Now we'll move to the Playlist approach, where we won't necessarily need to go into the same level of detail since in a nutshell this entails the same fields just with different placement on the entities.
Here we have our same example EDL, this time as a Playlist. In this scenario, Playlists get all of the same fields above we proposed for EDL, with two notable distinctions:
- Type (list).
- With the Playlist approach, the idea of Type moves up a level.
- This field describes what kind of Playlist we have, which might be Revew vs. EDL, to differentiate traditional Playlists made by hand vs. one stemming from editorial.
- Since we reserve Type to organize the different kinds of Playlists, this field serves the purpose of the EDL type in the other approach.
- This could be an entity field or a list field.
- An entity field might be particularly nice for the Commercials :30/:60::90 case, where a client might want all of the Shots in the same Sequence, but may also want a way to know which Shots are in the :30, which Shots are in the :60 (which could have Shots not in the :30), and so forth.
- We could also use an entity field in the separate entities approach above as well, if desired.
- Reel may not be right word for it, but it made sense to tell the story, and we are open to better name suggestions!
The Playlist approach orients around one entity rather than two, so the proposed field information stored on the Edit entity migrates over to the connection between Playlists and Versions. However, Playlists have a shortcoming that will need to be addressed if this approach wins out - Version currently can't be in the same Playlist more than once, which affects support for both the base layerA and double cutsB concepts.
Pros and Cons:
- Easier for (existing) playback tools to work with editorial information.
- No need to deal with additional entities.
- Playlist schema becomes more complex.
- Separating EDL vs. Review Playlists could be confusing to users.
- Need to ensure additional editorial schema wouldn't cause any conflicts or client issues.
- Unlike Cut and CutItem or new entities, almost all clients use Playlists already.
Odds and Ends
With either approach, there are a couple last bits of functionality to cover, which come up frequently in client conversations:
- Cut fields on Shots will remain in place.
- Clients do not have to use the new schema to define values at the Shot level directly.
- We will also need to provide mechanisms in Shotgun to help (selectively) update the Shot fields from the new schema.
- How many times has the Cut changed?
- This is a common production stats question!
- Can this criteria be automated?
- Editorial information can change frequently, and only some changes qualify as “accepted” changes that the stats should reflect on report pages.
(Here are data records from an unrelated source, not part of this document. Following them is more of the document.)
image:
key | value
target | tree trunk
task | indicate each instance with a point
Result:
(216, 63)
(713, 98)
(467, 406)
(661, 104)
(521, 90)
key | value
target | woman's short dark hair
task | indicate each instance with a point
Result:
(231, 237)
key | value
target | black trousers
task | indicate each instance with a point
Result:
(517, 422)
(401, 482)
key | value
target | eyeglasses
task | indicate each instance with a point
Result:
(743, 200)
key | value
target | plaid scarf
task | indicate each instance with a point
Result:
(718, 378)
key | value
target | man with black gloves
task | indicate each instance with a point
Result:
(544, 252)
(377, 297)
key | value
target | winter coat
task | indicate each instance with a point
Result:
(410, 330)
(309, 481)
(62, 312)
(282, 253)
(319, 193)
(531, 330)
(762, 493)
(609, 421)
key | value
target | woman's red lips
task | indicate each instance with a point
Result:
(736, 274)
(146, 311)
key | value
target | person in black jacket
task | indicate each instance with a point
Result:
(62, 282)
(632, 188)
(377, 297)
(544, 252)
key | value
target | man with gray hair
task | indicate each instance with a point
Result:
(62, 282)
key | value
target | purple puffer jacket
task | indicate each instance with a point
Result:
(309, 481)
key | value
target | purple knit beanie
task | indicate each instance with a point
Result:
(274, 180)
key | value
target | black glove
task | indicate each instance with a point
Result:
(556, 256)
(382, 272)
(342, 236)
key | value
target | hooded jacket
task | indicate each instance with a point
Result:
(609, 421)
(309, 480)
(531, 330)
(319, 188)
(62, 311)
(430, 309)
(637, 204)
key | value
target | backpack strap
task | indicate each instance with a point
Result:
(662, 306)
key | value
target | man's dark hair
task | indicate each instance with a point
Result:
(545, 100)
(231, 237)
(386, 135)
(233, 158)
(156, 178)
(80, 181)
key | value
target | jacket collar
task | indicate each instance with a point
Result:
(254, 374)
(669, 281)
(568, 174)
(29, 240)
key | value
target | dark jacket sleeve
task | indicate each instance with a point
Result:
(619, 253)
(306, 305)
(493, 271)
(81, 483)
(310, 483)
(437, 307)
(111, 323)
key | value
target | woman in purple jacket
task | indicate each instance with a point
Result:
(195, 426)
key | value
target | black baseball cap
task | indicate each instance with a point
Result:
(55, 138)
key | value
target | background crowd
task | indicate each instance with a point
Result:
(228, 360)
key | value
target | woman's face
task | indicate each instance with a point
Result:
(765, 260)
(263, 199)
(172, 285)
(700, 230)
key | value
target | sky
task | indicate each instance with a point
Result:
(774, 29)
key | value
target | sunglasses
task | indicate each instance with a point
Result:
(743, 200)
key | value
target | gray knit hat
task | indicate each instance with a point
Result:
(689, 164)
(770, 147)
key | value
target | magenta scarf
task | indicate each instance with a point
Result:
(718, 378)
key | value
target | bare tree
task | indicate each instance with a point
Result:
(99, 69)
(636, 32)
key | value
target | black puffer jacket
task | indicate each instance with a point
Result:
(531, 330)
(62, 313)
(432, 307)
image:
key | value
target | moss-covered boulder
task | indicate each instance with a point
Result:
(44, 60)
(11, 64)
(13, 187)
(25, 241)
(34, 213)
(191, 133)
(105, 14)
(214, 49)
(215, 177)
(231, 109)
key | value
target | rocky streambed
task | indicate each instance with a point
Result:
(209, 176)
- Does the schema need anything extra to help track this and if so, what should that look like?
We intend this post to act as an RFC (request for comments) on the the Cut schema, so please fire away with any and all feedback in the comments! We want to continue the discussion with the community through the coming weeks and months, iterating on the spec and nailing it down for the Shotgun 5.3 update in February. The schema will precede our feature work, so clients can get a head start on their own integration if desired starting with that next full Shotgun release. Keep tabs on the discussion here in this thread, and depending on how many changes there are, we may do another post with the refined and finalized spec before the 5.3 release.